A related key issue is the contribution of pDCs to immune responses, especially in comparison with DCs. Classical DCs serve as sentinels in peripheral tissues, where they alert the immune system to pathogens and then initiate immune responses in secondary lymphoid organs122. The pDCs, however, circulate in the blood and access lymph nodes from the blood, driven mainly by inflammatory stimuli. Therefore, pDCs may not be essential for initiating immune responses. In fact, pDCs may specialize in modulating the strength, duration and quality of NK, T and B cell responses by releasing appropriate cytokines and chemokines as well as presenting antigens. Moreover, depending on the stimulus, pDCs may become either immunostimulating or tolerogenic. The availability of depleting antibodies22,23,24,25 will allow investigation of pDC function in vivo in a variety of infectious models. In addition, imaging of pDCs in vivo by two-photon microscopy may provide a direct view of the interaction of pDCs with other cells during immune responses.

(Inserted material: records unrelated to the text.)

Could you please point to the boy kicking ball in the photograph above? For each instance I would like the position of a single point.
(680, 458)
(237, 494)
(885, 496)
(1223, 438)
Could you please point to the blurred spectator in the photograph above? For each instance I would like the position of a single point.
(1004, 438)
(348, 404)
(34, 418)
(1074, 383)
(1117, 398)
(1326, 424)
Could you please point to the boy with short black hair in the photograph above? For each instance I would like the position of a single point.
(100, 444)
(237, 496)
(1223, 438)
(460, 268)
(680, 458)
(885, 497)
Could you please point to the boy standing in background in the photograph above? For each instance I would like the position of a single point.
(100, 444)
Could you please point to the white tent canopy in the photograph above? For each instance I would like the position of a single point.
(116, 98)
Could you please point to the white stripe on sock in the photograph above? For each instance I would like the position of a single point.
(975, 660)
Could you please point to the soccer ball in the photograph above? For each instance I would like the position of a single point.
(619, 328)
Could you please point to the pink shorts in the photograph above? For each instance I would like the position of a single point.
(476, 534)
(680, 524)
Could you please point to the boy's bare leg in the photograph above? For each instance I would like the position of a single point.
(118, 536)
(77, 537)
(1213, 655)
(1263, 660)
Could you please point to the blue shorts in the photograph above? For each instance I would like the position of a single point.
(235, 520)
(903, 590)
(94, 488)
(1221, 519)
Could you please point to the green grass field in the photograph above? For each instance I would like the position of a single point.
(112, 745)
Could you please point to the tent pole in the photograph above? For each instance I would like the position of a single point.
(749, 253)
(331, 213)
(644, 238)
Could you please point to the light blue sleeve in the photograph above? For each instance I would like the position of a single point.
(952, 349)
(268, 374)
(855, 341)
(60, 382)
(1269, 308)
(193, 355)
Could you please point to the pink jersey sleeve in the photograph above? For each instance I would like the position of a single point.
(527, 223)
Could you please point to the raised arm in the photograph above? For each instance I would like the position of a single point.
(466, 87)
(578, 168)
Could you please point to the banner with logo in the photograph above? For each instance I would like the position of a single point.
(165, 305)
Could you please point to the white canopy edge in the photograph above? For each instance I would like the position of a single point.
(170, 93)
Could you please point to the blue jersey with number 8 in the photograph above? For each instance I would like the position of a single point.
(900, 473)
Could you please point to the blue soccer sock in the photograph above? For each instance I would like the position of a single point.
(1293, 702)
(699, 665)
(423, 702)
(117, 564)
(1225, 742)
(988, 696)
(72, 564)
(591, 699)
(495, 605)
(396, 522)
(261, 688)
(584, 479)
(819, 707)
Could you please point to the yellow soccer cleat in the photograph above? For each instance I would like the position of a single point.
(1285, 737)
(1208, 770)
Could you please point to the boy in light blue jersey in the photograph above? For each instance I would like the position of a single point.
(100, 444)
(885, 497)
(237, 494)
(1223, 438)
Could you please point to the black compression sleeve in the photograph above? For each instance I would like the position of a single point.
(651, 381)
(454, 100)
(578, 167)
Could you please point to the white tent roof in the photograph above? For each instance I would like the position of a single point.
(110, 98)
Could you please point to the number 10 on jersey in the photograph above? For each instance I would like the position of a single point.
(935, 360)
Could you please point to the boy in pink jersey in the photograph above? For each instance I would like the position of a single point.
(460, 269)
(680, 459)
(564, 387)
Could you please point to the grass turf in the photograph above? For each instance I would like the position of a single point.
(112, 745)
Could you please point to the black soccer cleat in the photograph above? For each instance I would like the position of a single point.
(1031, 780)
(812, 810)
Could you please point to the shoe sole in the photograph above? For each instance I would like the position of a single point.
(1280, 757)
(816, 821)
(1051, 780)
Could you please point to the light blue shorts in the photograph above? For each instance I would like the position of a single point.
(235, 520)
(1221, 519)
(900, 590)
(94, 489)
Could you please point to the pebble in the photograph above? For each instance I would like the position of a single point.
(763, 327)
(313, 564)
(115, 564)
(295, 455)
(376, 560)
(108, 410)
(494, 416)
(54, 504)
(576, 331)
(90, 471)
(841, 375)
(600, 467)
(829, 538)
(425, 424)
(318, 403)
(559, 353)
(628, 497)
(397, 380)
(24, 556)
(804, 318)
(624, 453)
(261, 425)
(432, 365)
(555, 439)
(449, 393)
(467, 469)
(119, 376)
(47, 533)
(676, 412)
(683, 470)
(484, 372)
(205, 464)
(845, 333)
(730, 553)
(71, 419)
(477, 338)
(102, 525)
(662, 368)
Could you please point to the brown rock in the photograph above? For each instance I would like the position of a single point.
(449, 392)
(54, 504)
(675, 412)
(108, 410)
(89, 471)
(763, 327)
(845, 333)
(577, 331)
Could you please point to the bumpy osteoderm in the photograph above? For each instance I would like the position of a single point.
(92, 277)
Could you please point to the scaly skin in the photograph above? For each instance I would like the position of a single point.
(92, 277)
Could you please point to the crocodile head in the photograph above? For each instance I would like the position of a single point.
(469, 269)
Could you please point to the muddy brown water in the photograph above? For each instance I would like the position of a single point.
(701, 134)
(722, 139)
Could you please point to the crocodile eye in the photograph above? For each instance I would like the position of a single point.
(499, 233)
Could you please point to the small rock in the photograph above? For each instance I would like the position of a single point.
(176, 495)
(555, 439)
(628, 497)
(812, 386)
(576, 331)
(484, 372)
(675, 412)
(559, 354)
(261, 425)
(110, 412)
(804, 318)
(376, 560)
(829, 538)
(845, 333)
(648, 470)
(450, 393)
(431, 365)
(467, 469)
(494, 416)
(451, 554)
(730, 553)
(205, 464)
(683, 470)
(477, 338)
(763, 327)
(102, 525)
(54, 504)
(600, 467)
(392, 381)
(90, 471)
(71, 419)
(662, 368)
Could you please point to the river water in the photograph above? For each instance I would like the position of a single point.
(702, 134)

Although pDCs have been detected in the mucosa of patients with allergic rhinitis123, in the skin of patients with SLE108,109 and in tumors51,116, the assessment of pDC function in experimental models of allergy, autoimmunity and cancer has just begun. Adoptive transfer of pDCs activated with various stimuli and depletion of pDCs in these models will further the understanding of pDC function in the pathogenesis of human diseases and may also indicate that these cells could be potential targets for therapeutic intervention.